Em luta há mais de dois anos os moradores, em sua maioria, querem permanecer no local onde nasceram e resistiram aos momentos mais duros da favela. O local é uma das vistas mais bonitas do Rio de Janeiro e, hoje, um lugar privilegiado dentro da favela de Santa Marta. Depois da instalação do Plano Inclinado que permite aos moradores chegarem em suas casas com compras, bicicletas e móveis, transportados pelo Bondinho. Depois do asfaltamento da rua Seabra Fagundes que permite o acesso à favela pelo lado de Laranjeiras. Depois da instalação da UPP no prédio que seria a Creche do Pico, a vida ali ficou muito mais fácil e por esse motivo os moradores não querem deixar suas casas para se mudarem para um apartamento de 37m² que o Estado quer oferecer neste momento.
O que o Estado está utilizando para retirar aproximadamente 150 moradores daquele lugar é a afirmação de que vivem em uma área de risco. Por isso necessariamente tem que sair dali. No entanto, os moradores contra-argumentam dizendo que: pelos critérios apresentados pelo técnico da GEORio que esteve na favela no início de julho, “todo Santa Marta é uma área de risco”. Então, se o perigo vem do alto do morro, ameaça a todos que estão abaixo, logo, algo terá que ser feito para evitar possíveis catástrofes. De uma forma ou de outra, o trabalho de contenção naquele local será feito. Os moradores também lembram que nos mais de 80 anos de existência da favela, naquela área nunca houve acidente com mortes, apesar do abandono histórico daquele pedaço do Morro. Os barracos que caíram foram pelas condições precárias: de madeira, de estuque, velhos. Os desabamentos que marcaram tristemente o Santa Marta, ocorridos em 66/67 e em 88 e que causaram várias mortes de moradores, ocorreram na mesma área: lixão. Neste local, foi feito uma boa obra de contenção o que permitiu, inclusive, ao próprio Estado construir um conjunto de prédios. Esse fato prova que não há área de risco no Santa Marta que não possa ser requalificada.
Alguns ainda dirão que é muito caro fazer obras de contenção no Santa Marta, por isso a opção é remover os moradores daquela área da favela. Este argumento carece de muito mais esclarecimentos. Primeiro porque não há um diagnóstico preciso do que deverá ser feito naquela área em termos de contenção. Pois muito já se investiu ali a partir de 88 (construção de canaletas preventivas e alguma contenção) é necessário complementar o trabalho iniciado. Também não fica claro qual o custo deste investimento? De quanto estamos falando? É necessário se ter conhecimento desses números para se comparar com a construção de um conjunto de prédios na lateral do Morro, em área nada fácil de se construir. Como também levar em consideração a opinião dos moradores na decisão de onde investir os recursos.
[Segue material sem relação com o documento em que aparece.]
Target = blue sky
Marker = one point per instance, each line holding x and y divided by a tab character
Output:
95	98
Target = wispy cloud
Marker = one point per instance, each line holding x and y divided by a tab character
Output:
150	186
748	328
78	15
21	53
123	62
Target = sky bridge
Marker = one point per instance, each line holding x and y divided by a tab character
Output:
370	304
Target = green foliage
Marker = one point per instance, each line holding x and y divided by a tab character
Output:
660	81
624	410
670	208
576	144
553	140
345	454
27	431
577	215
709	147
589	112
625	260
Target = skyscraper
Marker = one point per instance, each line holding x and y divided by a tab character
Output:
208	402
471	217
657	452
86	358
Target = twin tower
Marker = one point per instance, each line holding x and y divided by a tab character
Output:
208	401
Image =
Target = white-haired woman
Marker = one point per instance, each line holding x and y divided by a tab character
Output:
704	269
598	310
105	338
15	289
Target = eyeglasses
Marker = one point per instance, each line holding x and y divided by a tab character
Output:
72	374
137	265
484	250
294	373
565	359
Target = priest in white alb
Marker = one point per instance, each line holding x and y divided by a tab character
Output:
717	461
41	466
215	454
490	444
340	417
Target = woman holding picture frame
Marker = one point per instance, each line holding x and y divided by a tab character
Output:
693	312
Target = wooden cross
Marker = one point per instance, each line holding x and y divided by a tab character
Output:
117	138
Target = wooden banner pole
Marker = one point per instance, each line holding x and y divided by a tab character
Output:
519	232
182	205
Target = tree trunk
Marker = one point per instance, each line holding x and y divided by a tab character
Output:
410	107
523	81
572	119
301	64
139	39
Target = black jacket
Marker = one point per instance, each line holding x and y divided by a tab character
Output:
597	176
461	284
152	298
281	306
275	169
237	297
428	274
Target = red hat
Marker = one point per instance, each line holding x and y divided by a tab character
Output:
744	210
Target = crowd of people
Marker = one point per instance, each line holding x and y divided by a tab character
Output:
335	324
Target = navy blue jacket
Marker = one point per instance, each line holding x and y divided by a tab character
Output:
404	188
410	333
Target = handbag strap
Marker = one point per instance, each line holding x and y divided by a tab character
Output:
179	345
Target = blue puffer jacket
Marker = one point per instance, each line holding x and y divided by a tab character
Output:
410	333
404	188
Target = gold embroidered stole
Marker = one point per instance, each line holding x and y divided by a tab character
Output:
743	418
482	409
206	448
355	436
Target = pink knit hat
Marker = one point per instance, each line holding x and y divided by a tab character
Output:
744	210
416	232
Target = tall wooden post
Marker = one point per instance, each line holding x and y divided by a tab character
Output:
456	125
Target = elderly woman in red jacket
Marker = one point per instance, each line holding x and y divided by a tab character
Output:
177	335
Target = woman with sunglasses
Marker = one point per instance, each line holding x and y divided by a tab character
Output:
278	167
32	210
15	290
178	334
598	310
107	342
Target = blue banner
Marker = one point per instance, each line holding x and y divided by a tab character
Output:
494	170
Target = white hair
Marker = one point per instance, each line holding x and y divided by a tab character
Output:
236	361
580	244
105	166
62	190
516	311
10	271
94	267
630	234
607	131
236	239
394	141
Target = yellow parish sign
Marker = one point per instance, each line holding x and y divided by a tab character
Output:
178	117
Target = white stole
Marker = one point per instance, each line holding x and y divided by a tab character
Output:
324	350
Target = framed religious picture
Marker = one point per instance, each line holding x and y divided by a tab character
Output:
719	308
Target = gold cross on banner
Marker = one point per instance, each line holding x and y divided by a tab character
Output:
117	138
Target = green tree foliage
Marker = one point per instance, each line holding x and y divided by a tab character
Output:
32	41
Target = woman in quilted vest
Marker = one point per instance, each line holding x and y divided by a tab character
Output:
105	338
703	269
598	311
No momento em que o Santa Marta ganha visibilidade nacional e internacional como lugar onde a intervenção do poder público teve sucesso, assiste-se ao mesmo tempo uma preocupação maior em atender aos turistas do que aos moradores. A informação que circula na favela é que aquela área será transformada em um parque ecológico. Outra versão diz que o Eike, sempre ele, Batista, quer construir um hotel panorâmico no Pico do Santa Marta. Outras versões correm entre os moradores e nenhuma delas beneficia as pessoas que ali moram.
O Santa Marta se transformou em um bom lugar para se ganhar dinheiro com “eventos”. No entanto, há que se preservar o morro para os seus moradores. A luta do Pico é uma luta de todos os moradores do Santa Marta. O Santa Marta está entre um pequeno número de favelas do Rio de Janeiro que não expandiu seu território nos últimos 20 anos e manteve numericamente sua população. Como prêmio está ameaçado de ver seu território diminuir muito mais. Este pode ser somente um começo. Os moradores precisam resistir.